Mientras se besaban, las manos de Abigail se deslizaron bajo la camisa de Cristóbal, sus dedos recorriendo su pecho y abdomen, enviando escalofríos por su columna vertebral.
Trazó la definición de sus músculos, maravillándose de su fuerza y poder.
Cristóbal aspiró con fuerza, su cuerpo reaccionaba al tacto de ella como un instrumento finamente afinado.
Interrumpió el beso, jadeando para respirar, y la miró a los ojos.
Estaban oscuros e intensos, nublados de deseo, y supo que no podía aguantar más.
Con un gruñido, la levantó en sus brazos y la llevó a la habitación, sus movimientos eran fluidos y urgentes.
Abigail rió, sus brazos enroscados alrededor de su cuello.
Enterró su cara en su cuello, su aliento caliente le hacía cosquillas en la piel, y Cristóbal sintió cómo se le escapaba el control.
La recostó en la cama, tan suave como una pluma.
Impaciente, sostuvo su rostro y la besó vorazmente.
Se separó momentáneamente solo para decir, —Nunca puedo tener suficiente de ti, azúcar.
Devoró sus labios.
Podía sentir su calor irradiando hacia arriba, y su pulso latía en sus oídos.
Abigail sacó su camiseta por su cabeza, su mano descansó en su pecho.

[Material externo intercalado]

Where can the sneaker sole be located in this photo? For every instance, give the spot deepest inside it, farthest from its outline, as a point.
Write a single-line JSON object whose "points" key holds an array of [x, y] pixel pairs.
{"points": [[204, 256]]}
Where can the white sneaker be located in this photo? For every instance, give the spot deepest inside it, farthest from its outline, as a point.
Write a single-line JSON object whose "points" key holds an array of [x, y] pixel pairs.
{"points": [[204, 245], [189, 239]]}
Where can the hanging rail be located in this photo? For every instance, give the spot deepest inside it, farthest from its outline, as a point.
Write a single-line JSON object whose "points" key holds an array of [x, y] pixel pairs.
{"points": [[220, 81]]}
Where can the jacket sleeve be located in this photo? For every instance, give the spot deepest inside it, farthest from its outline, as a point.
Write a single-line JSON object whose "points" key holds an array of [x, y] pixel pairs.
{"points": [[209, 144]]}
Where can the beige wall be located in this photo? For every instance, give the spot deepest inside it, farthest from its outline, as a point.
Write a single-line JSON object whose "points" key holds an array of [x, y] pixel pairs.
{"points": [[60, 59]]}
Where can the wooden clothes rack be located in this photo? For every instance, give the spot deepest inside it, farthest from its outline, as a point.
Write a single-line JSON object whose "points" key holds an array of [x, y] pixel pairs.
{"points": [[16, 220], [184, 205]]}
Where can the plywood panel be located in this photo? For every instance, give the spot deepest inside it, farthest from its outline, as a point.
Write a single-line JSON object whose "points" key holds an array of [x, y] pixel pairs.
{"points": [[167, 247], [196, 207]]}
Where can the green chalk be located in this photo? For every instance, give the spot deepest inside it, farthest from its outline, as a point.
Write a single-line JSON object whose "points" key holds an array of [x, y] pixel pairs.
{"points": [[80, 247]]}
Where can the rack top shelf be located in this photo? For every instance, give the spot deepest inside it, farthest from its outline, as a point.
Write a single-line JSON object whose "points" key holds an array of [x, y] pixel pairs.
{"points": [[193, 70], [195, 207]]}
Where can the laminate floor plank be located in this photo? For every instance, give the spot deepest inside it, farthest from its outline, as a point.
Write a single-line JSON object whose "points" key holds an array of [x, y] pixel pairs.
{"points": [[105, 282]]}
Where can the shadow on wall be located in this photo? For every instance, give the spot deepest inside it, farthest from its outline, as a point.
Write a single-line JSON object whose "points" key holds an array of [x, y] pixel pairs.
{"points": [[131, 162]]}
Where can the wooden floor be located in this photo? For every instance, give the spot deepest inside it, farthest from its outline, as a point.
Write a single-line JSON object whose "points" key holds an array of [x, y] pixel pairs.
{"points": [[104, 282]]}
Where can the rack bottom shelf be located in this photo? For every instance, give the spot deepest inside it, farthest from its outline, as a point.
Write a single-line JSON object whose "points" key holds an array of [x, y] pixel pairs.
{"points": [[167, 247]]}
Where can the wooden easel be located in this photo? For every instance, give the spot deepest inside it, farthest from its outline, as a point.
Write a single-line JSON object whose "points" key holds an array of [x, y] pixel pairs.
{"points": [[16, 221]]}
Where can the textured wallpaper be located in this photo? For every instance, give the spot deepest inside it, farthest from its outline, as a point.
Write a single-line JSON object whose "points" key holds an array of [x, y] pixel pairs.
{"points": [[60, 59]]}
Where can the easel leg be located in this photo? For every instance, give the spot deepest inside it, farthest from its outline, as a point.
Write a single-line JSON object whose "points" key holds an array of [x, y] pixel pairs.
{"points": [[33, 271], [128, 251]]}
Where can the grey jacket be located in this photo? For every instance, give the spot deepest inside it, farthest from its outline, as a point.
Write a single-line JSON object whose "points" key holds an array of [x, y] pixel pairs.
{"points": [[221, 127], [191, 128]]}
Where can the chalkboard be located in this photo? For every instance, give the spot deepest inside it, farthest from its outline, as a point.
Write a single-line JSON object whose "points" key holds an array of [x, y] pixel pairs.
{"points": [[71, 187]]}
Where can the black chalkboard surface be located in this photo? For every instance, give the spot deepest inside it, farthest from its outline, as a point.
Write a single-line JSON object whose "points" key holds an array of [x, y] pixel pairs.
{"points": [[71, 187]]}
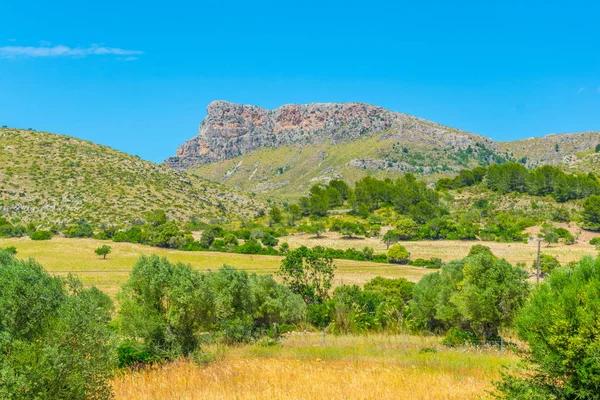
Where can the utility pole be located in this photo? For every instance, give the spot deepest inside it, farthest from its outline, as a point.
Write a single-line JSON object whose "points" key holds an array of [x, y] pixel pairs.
{"points": [[537, 275]]}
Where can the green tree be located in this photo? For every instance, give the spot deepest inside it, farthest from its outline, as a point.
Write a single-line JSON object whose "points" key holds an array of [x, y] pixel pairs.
{"points": [[398, 254], [390, 237], [591, 213], [406, 229], [315, 228], [547, 264], [55, 342], [103, 251], [548, 234], [490, 294], [309, 273], [275, 216], [560, 326]]}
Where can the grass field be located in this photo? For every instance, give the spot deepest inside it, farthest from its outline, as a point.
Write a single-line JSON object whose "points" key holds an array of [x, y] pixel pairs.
{"points": [[449, 250], [61, 256], [311, 366]]}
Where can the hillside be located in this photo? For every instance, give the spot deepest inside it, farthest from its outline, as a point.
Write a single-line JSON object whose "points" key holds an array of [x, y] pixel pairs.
{"points": [[284, 151], [52, 178], [573, 151]]}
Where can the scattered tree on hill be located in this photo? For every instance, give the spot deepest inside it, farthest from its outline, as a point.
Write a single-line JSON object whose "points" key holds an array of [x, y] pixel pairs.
{"points": [[548, 234], [560, 326], [309, 273], [398, 254], [591, 213], [103, 251], [390, 237], [275, 216], [55, 339]]}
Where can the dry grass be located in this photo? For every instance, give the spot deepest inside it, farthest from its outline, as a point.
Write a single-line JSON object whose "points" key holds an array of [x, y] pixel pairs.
{"points": [[449, 250], [348, 367]]}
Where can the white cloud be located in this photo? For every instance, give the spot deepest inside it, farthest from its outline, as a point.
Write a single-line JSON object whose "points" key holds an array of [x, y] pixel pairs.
{"points": [[63, 51]]}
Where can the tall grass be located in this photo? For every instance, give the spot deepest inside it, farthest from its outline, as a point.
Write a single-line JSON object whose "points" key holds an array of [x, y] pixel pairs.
{"points": [[316, 367]]}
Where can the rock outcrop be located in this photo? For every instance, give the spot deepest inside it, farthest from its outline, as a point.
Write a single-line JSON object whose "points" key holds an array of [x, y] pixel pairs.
{"points": [[230, 130]]}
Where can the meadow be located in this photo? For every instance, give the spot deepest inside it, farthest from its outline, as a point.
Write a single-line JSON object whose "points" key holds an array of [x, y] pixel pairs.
{"points": [[315, 366], [62, 256]]}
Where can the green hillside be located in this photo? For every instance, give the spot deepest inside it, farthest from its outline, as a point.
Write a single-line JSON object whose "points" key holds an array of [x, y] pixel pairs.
{"points": [[49, 178], [289, 171]]}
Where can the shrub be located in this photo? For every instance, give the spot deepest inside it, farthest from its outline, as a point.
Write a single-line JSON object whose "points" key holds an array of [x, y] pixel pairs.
{"points": [[41, 235], [165, 307], [54, 337], [398, 254], [560, 327]]}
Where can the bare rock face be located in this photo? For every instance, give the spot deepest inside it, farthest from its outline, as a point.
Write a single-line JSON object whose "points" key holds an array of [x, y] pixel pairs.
{"points": [[230, 130]]}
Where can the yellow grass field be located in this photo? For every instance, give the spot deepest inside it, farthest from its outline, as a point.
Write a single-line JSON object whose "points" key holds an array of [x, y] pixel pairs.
{"points": [[449, 250], [62, 255], [309, 366]]}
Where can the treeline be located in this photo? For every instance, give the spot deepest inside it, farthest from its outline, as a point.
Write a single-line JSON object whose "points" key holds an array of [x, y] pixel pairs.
{"points": [[514, 177], [62, 341]]}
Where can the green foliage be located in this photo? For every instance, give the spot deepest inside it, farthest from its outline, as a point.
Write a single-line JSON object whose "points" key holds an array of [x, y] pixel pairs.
{"points": [[591, 213], [309, 273], [54, 339], [41, 235], [549, 234], [547, 264], [560, 326], [398, 254], [103, 251], [275, 216], [165, 307]]}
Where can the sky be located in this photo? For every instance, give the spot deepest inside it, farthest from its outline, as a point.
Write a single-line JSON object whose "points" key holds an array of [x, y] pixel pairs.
{"points": [[137, 76]]}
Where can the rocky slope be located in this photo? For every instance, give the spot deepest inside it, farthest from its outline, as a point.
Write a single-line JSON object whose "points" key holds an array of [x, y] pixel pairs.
{"points": [[573, 151], [48, 178], [283, 151], [231, 130]]}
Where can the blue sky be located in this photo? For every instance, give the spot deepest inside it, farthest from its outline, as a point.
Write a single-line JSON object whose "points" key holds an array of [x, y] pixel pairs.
{"points": [[137, 76]]}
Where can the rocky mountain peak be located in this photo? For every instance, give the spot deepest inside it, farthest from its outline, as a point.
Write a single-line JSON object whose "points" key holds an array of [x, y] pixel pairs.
{"points": [[230, 130]]}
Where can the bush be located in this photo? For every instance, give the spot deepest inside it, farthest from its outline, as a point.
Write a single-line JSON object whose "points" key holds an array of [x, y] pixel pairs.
{"points": [[166, 307], [398, 254], [41, 235], [560, 326], [54, 337]]}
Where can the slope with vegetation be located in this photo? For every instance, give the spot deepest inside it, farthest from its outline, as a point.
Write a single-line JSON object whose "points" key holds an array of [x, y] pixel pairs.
{"points": [[54, 179]]}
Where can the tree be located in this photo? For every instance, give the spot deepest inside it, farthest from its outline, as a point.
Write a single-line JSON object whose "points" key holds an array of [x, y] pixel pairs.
{"points": [[309, 273], [207, 238], [56, 342], [547, 264], [560, 326], [398, 254], [315, 227], [104, 250], [591, 213], [490, 294], [390, 237], [406, 229], [41, 235], [156, 217], [275, 216], [548, 233]]}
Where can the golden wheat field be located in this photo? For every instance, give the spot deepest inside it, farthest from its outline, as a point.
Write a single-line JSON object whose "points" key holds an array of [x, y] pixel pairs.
{"points": [[311, 366]]}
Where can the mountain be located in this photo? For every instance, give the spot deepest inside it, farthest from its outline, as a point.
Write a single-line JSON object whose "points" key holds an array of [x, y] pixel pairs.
{"points": [[572, 151], [52, 178], [284, 151]]}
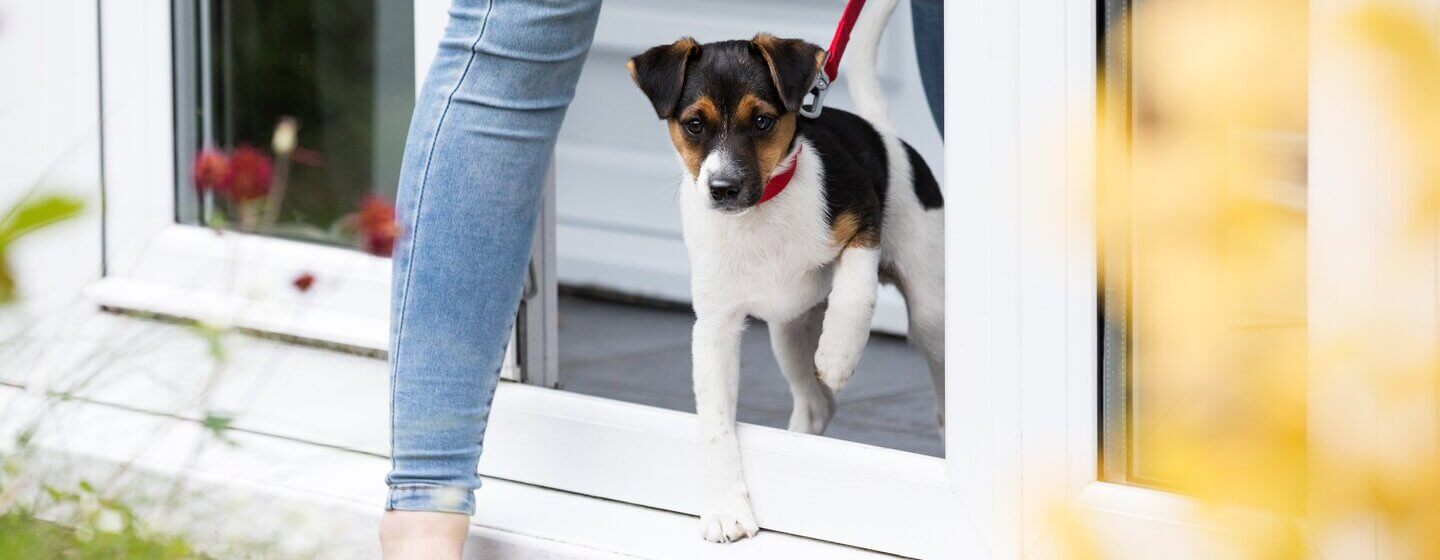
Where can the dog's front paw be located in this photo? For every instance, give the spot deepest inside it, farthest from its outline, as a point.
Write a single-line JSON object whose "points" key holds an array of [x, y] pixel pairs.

Bloqueó su mirada con la de él y bajó la cabeza, rozando sus labios contra su pecho musculoso.
Él suspiró, el calor irradiaba desde su interior.
Cuando sus labios se deslizaron hasta su estómago, sintió que su cerebro explotaba.
Su imaginación se desbordó, y recordó cómo ella le había hecho llegar esa noche.
Desde entonces, no habían intimado el uno con el otro.
Las náuseas matutinas de Abigail habían estado aumentando en frecuencia, haciéndola sentir débil y cansada la mayoría del tiempo.
Cristóbal había estado haciendo lo posible para cuidarla, para asegurarse de que descansara y comiera bien.
Pero hoy, no podía resistir la atracción mutua.
Necesitaba sentirla cerca, probar sus labios y acariciar su piel.
Sus dedos bailaron a lo largo de los bordes de su vestido, trazando las líneas de sus hombros y brazos.
Las propias manos de Abigail no estaban ociosas, llegando a su entrepierna.
Sintió una sacudida a lo largo de su cuerpo.
Cuando ella deslizó su mano dentro de sus pantalones y agarró su erección, sintió que iba a estallar.
Sabía que la presa se rompería pronto si dejaba que ella lo tocara, y no quería que esto terminara tan rápido.
—Mierda…
—gruñó y la atrajo hacia su pecho—, besándola con urgencia.”